En la víspera de la Semana Mayor, en tiempos de Dios y de Cuaresma, el obispo de la iglesia católica de Oaxaca, Pedro Vasquez Villlalobos, llamó a los responsables de congregaciones evangélicas y otras a no robarse los creyentes.
El obispo dijo que «si no quieren ser confrontados, respeten los territorios que les corresponde a la iglesia católica» y justificó la violencia hacia los mormones, pentecostes y evangélicos por estar en la calle llamando a los feligreses a dejar a la iglesia católica.
«Las provocaciones son diversas, como los miembros de los Hijos de Cristo y la Luz del Mundo que este fin de semana colocaron pantallas en las calles para convocar a los feligreses a sumarse a su secta, con sujetos bailando en la vía pública», expresó.
En Oaxaca de acuerdo con la Subsecretaría de Gobernación hay un registro de 27 conflictos por disputas entre evangélicos y católicos, de los cuales 14 están activos y en vías de conciliación, entre ellos:
- Cerro Cajón, de San Isidro
- El Arenal en San Juan Lalana
- San Juan Yaee
- San Juan Yatzona
- San Andrés Solaga en la Sierra Juárez
- San Antonio Huitepec
- Santa Rosa
Otro problema registrado deriva de la disputa por la permanencia de un párroco en una iglesia católica, que no concilia con la autoridad municipal, a quien se dictaron medidas cautelares para evitar agresiones.
Además, hay una lista de 40 familias desplazadas o desterradas y el encarcelamiento de tres pastores evegalicos, el último liberado en San Juan Mazatlán.
Iglesia católica de Oaxaca justifica agresiones
El obispo Pedro Vasquez Villalobos justificó la violencia hacia las congregaciones que no profesan la religión católica, puesto que «ellos mismos generan las condiciones para que se les ataque, al provocar la violencia incitando a los feligreses a dejar el culto católico».
El prelado afirmó que en el mundo «hay Dios para todos», y lamentó que haya quienes buscan la hegemonía en ideologías por la fuerza.
Tras una ceremonia, el líder religioso manifestó:
«Si todos fuéramos respetuosos de la fe que profesamos, de la fe que sea, no habría estos problemas.
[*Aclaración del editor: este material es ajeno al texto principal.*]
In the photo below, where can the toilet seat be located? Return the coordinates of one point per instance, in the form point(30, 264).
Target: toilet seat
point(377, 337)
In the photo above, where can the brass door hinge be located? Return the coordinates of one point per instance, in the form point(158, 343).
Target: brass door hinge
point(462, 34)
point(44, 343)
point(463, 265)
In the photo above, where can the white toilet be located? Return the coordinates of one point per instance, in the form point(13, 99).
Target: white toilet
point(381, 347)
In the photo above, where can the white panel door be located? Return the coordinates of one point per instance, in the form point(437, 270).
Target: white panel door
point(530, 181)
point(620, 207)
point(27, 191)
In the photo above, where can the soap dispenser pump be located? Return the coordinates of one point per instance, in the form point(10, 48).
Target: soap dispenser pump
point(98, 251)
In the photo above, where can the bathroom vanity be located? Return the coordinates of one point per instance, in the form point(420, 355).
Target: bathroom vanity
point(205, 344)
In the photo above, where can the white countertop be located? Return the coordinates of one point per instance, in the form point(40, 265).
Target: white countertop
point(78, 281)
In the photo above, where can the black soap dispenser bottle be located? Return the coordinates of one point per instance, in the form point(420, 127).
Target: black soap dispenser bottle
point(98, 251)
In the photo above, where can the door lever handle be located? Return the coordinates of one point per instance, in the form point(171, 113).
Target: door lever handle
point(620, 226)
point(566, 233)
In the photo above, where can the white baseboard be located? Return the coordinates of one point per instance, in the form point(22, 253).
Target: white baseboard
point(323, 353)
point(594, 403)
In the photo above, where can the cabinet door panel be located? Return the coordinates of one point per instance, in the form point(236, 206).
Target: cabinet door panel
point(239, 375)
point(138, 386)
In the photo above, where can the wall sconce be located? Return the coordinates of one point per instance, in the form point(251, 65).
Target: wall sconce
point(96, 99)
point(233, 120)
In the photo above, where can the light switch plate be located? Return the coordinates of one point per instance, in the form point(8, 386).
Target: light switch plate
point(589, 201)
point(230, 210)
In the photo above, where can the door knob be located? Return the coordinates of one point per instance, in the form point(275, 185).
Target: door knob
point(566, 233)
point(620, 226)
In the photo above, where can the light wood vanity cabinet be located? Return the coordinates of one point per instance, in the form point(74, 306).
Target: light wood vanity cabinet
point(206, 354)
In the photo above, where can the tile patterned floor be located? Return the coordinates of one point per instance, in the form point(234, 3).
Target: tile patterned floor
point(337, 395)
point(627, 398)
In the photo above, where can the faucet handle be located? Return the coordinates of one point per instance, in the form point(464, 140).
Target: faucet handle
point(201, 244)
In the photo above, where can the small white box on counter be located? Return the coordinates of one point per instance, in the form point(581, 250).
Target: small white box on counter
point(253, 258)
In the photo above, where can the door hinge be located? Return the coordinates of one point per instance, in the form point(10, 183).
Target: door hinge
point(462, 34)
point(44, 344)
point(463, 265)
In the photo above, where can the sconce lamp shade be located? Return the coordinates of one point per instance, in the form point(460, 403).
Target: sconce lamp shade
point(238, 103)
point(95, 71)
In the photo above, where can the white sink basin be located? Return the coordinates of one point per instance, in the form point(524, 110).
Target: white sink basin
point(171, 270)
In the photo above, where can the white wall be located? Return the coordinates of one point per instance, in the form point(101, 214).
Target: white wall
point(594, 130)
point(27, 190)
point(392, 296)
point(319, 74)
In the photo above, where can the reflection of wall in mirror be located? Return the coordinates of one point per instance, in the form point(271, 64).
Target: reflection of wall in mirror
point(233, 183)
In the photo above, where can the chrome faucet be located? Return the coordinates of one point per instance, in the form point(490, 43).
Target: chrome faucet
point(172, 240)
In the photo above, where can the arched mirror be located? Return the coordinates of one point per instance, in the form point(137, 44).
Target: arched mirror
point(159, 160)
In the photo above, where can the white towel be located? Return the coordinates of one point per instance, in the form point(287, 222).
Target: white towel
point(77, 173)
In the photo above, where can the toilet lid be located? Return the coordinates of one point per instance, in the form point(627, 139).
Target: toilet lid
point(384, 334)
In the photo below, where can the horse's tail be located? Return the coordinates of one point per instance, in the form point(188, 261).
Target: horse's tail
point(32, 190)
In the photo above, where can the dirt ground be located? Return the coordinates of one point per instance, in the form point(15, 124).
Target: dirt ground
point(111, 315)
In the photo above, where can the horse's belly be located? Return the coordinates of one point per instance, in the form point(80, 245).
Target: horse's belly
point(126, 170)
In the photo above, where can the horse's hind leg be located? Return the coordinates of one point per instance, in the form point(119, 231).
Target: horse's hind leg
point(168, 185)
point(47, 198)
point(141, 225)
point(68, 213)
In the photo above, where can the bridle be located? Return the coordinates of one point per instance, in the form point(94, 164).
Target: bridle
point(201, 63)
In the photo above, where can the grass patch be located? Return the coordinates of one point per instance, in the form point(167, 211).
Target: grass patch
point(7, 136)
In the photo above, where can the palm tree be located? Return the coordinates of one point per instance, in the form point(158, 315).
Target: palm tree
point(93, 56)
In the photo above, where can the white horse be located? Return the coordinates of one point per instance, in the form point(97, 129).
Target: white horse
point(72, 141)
A veces dicen que nosotros los católicos nos ponemos en contra de quienes profesan otra religión, pero de allá para acá, no nos dejan en paz.
Siguen insistiendo en que dejemos de ser católicos, y también ellos nos violentan, puerta por puerta, casa por casa.
Nos violentan, saben que somos católicos, que tenemos una fe y, sin embargo, van y tocan nuestra puerta y buscan que dejemos la fe en Jesucristo y su iglesia y luego dicen que estamos contra ellos y ello es mentira, ellos son los que están en contra de nosotros.
Nosotros no hacemos proselitismo, nosotros respetamos nuestra fe, pero ellos no lo hacen y deben de aprender a vivir su fe sin agraviar al prójimo y vive alla tuyo que yo te respetara».